The security implications of this transition are staggering. A chatbot that hallucinates produces bad text. An agent that hallucinates takes bad actions. A chatbot that is manipulated generates misleading output. An agent that is manipulated executes destructive commands on real systems with real consequences.

The Northeastern study demonstrates that the safety training invested in today's frontier models - the RLHF, the constitutional AI, the red-teaming - was designed for conversational contexts. It does not transfer cleanly to agentic contexts. The same qualities that make a model a good conversational partner (helpfulness, compliance, eagerness to solve problems) make it a vulnerable autonomous agent.

The researchers propose several directions for future work: better authentication and authorization frameworks for multi-agent systems, technical restrictions on destructive actions regardless of conversational pressure, improved self-monitoring capabilities that can distinguish legitimate requests from manipulation, and standardized red-teaming protocols for agent-specific vulnerabilities.

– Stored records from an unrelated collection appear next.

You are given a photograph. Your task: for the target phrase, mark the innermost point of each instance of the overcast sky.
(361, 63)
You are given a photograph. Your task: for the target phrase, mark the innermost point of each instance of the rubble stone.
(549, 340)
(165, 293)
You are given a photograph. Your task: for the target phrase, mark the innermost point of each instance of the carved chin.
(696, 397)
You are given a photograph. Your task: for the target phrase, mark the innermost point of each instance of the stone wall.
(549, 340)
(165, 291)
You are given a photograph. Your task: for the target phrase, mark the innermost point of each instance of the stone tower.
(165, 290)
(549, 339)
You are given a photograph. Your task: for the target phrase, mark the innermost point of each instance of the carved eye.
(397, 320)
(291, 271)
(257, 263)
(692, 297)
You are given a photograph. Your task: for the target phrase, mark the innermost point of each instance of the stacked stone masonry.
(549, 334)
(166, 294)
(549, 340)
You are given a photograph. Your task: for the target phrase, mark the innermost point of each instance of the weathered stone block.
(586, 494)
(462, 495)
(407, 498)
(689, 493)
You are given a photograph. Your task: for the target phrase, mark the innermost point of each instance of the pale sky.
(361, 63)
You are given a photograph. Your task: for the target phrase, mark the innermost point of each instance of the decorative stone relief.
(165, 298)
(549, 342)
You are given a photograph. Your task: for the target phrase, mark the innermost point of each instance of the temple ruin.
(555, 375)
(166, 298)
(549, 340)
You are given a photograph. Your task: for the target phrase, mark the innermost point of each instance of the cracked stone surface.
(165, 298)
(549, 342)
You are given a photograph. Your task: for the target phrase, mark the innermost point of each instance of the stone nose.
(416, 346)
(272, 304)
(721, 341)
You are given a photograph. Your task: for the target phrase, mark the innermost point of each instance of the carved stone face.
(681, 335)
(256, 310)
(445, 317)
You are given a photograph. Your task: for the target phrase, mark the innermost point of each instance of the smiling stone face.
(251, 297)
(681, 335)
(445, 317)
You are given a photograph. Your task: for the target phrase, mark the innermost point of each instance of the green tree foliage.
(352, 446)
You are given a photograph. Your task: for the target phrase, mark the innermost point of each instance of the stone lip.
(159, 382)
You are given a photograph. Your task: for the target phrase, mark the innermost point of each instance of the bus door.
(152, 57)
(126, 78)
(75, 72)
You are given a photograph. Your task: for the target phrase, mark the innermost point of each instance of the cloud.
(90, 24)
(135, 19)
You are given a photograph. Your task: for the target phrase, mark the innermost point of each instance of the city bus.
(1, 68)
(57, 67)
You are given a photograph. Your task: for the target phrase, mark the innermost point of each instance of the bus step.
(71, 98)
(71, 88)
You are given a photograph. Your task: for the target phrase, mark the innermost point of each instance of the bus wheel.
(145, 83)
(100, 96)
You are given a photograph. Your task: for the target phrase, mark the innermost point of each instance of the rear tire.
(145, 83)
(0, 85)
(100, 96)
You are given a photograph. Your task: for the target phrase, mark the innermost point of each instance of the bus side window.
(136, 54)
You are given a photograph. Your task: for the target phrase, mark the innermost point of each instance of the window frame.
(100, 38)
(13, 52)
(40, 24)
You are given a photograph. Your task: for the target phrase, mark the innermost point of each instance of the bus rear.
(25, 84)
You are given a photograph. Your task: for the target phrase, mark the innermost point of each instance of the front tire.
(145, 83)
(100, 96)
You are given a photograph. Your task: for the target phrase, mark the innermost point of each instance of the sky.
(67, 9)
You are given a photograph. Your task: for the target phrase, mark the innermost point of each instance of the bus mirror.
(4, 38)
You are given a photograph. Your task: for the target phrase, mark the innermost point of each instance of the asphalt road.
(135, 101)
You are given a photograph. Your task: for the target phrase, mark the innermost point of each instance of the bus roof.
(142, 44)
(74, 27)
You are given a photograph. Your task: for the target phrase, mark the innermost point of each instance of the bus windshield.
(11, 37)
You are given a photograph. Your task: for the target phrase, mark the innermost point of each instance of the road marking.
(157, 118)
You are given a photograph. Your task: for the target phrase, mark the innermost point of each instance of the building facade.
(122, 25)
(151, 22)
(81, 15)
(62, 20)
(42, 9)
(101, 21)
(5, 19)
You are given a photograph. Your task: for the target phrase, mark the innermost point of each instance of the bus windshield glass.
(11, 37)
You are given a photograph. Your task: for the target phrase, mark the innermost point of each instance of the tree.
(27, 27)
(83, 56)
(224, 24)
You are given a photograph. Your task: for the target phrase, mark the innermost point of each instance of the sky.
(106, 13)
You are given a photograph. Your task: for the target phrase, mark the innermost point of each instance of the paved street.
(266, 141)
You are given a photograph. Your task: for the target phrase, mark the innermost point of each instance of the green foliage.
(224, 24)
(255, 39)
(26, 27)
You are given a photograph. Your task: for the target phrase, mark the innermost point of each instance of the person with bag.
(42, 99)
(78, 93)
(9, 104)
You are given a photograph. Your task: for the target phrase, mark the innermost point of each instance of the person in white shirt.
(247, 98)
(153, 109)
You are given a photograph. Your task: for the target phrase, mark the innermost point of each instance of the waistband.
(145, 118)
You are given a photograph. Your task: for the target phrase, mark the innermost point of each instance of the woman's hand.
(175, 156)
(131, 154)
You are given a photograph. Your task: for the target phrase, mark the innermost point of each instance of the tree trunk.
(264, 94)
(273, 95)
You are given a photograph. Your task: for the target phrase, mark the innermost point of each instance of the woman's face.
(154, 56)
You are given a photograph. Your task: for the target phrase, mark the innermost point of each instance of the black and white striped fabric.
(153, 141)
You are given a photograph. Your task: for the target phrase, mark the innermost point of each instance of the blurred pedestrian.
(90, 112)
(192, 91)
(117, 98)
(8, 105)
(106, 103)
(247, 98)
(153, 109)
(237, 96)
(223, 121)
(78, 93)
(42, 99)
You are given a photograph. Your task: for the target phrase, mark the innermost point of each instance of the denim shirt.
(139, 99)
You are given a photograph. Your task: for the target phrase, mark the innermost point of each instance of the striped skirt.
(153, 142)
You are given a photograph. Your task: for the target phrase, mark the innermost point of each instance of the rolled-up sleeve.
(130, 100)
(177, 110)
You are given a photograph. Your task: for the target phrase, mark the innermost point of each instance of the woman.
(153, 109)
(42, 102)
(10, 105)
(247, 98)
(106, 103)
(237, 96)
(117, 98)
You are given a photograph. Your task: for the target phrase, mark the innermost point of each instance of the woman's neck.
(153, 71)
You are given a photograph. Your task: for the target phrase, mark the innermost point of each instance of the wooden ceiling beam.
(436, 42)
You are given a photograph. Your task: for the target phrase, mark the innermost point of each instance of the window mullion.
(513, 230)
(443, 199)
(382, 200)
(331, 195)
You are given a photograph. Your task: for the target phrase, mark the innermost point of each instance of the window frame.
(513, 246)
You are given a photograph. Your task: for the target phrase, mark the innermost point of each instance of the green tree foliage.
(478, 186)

But these are research proposals, not shipped products. The gap between what the academic safety community is studying and what the industry is deploying grows wider every week. The agents are already on millions of computers. The security frameworks are still on arXiv.

The most uncomfortable lesson from "Agents of Chaos" is not that AI agents are vulnerable. Everyone in the field knew that. It is that they are vulnerable to the simplest, most human forms of manipulation. You do not need a zero-day exploit to compromise an AI agent. You do not need a prompt injection framework. You do not need to reverse-engineer the model's architecture.

You just need to make it feel guilty.